Entre Vallée des Marchands 2.5 et 4
Le titre Collection est trompeur, puisqu’il laisse croire que sa grande boîte ne serait conçue qu’à des fins de collection des petites boîtes précédentes. Trompeur, mais pas mensonger : vous y trouverez en effet des espaces de rangement pour toutes les cartes de La Vallée des Marchands 1 à 3, ainsi que des intercalaires pour chaque espèce et la camelote, et des emplacements dédiés aux plateaux et aux deux dés. L’animal auquel est lié chaque dé est même gravé dans le thermoformage ! En outre, un nouveau manuel de règles les récapitule toutes et liste le matériel de l’ensemble (et donc y compris de La Vallée des Marchands 3), tandis que l’on trouvera séparément un animal compendium rappelant toutes les spécificités des différentes espèces et définissant les mots-clefs.
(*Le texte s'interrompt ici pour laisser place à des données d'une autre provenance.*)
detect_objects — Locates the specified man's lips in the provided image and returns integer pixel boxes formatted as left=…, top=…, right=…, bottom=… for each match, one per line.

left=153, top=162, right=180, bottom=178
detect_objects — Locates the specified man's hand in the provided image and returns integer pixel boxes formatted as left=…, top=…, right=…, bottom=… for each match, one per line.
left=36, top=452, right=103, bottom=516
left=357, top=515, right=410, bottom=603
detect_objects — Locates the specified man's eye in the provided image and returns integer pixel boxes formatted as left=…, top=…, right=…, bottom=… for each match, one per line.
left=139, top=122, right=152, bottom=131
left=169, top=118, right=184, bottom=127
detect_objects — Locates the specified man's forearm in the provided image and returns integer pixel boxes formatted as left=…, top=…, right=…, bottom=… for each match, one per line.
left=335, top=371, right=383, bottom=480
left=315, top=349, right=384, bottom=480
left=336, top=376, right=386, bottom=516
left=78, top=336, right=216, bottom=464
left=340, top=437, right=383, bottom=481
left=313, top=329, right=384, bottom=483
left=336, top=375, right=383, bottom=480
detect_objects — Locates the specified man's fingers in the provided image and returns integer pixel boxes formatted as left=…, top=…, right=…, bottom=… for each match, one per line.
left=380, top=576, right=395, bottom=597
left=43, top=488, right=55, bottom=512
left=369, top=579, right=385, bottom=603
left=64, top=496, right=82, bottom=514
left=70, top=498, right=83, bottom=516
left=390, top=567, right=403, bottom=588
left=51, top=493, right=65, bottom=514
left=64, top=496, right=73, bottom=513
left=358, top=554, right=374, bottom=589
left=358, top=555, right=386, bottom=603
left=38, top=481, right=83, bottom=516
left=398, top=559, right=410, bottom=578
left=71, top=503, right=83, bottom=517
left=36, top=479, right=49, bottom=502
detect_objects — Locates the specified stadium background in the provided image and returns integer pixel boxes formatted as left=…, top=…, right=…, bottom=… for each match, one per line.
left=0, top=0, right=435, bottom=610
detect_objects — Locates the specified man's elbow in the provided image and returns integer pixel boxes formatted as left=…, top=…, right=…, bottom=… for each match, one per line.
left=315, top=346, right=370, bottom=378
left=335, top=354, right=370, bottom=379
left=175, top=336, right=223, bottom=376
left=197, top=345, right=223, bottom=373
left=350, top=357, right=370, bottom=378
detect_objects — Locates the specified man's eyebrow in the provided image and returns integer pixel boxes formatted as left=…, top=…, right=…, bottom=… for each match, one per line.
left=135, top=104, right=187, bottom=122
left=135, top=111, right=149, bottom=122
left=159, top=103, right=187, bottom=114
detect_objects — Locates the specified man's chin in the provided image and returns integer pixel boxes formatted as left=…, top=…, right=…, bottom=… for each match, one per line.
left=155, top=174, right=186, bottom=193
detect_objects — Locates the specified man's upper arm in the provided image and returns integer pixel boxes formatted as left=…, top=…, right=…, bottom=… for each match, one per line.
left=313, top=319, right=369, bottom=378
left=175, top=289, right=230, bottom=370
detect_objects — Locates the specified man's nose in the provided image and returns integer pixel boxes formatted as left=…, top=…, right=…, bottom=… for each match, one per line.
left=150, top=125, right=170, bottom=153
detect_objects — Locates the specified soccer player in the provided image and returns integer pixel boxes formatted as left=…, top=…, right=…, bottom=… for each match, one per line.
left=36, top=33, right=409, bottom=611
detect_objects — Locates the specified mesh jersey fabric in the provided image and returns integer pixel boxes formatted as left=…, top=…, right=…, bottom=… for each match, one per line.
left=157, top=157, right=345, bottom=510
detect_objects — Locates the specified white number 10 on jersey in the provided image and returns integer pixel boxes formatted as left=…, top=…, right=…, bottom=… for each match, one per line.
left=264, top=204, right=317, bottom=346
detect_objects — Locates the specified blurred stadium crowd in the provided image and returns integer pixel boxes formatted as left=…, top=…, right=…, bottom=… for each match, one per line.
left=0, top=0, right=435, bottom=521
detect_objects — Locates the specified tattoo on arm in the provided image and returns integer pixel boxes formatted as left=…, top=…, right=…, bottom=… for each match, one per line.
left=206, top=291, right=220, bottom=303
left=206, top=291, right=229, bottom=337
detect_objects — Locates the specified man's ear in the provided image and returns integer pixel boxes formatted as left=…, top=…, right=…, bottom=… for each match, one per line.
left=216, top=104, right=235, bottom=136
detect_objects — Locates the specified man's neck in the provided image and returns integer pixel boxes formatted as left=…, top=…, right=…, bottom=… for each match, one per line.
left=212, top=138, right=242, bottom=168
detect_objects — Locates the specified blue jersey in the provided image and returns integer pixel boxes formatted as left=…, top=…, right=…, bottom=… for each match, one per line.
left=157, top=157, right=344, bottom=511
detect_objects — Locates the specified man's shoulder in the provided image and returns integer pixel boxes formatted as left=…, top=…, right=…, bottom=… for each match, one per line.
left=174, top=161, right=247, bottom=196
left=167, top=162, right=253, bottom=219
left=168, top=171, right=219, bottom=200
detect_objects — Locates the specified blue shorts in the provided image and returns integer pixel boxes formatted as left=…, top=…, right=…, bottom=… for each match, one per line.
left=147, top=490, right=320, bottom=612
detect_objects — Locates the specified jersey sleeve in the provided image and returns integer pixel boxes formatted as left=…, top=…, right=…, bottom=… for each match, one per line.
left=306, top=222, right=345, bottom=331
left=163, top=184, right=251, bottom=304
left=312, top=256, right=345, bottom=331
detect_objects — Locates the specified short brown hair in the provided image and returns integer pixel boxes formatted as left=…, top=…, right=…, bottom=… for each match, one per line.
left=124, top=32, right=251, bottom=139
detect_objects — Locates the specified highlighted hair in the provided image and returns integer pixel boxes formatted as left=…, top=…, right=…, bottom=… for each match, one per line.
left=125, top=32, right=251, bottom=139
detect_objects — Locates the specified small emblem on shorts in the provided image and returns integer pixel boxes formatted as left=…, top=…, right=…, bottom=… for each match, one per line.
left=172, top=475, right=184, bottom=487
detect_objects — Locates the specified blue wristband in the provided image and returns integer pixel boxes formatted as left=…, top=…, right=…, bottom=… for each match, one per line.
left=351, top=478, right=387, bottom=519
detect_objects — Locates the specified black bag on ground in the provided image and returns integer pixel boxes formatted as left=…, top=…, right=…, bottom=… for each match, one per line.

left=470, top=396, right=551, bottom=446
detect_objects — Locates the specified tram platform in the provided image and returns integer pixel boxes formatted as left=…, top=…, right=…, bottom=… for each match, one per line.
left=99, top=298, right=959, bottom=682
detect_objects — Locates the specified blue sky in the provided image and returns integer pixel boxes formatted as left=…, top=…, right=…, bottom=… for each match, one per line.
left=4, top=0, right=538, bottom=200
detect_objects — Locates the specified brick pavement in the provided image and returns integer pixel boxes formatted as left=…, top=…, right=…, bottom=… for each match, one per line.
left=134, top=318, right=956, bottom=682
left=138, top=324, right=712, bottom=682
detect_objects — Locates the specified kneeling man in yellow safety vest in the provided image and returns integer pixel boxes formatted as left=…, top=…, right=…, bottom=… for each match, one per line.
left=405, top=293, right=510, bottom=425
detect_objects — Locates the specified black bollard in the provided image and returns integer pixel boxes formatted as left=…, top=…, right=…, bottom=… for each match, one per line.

Et avec tout cela (encore plus, oui !), un set de cartes formidable, représentant les 27 espèces, leur particularité mécanique, leur niveau de complexité, leur interactivité, leur degré de « vacherie » et leur arbitraire. L’auteur a poussé le perfectionnisme jusqu’à préciser quelles caractéristiques pouvaient être influencées par les autres espèces présentes. Ainsi apprend-on que l’interactivité, la vacherie et l’aléatoire des caméléons ténébreux adaptables, normalement fixés à 2, 0 et 1 sur 3, peuvent évidemment varier selon les autres cartes, étant donné que cette espèce peut les imiter. Parfait pour vite choisir les espèces avec lesquelles on va jouer… voire les tirer au hasard !
Sachant que vous n’avez jamais besoin de plus d’espèces que le nombre de joueurs plus un, avec 27 espèces différentes, ces cartes facilitent nettement l’appréhension des milliers de combinaisons, et leur éventuelle adaptation à notre public, tous les facteurs indiqués pouvant être plus ou moins appréciés !
En somme, tout ce que l’on attend d’une collection et mieux encore… sauf que la boîte y ajoute pas moins de 8 nouvelles espèces, c’est-à-dire plus que dans n’importe quelle boîte !
Avec les pingouins empereurs vigoureux, il s’agira de dépenser toujours plus pour profiter de toute leur puissance. « Pêche » propose par exemple de dépenser 1 pour chercher jusqu’à 3 cartes de notre défausse et les placer au sommet de notre deck.
Les tuataras opulents utilisent… de l’argent, donc de nouveaux jetons représentant des pièces d’or, et qui peuvent remplacer les cartes de notre main pour les coûts du marché et autres dépenses.
Les tortues des bois enthousiastes sont si enthousiastes qu’elles posent des cartes dans leur planning, c’est-à-dire qu’elles restent devant le joueur jusqu’à ce qu’on paye un certain coût pour en réaliser l’effet puis les replacer dans notre défausse. Il ne faut donc pas se laisser dépasser en planifiant trop d’actions que l’on ne pourrait plus payer ensuite, mais cela permet aussi de mettre de côté des cartes nous intéressant moins et qui n’encombreraient ni la main ni la pioche
Les diables de Tasmanie malicieux sont très taquins, comme leur nom l’indique. Intervertissez le deck et la défausse d’un joueur, remettez dans son deck deux cartes de sa défausse, défaussez deux cartes de la main d’un joueur pour les remplacer par deux cartes de sa défausse… Particulièrement délicieux à deux, un peu moins à plus comme vous vous en doutez.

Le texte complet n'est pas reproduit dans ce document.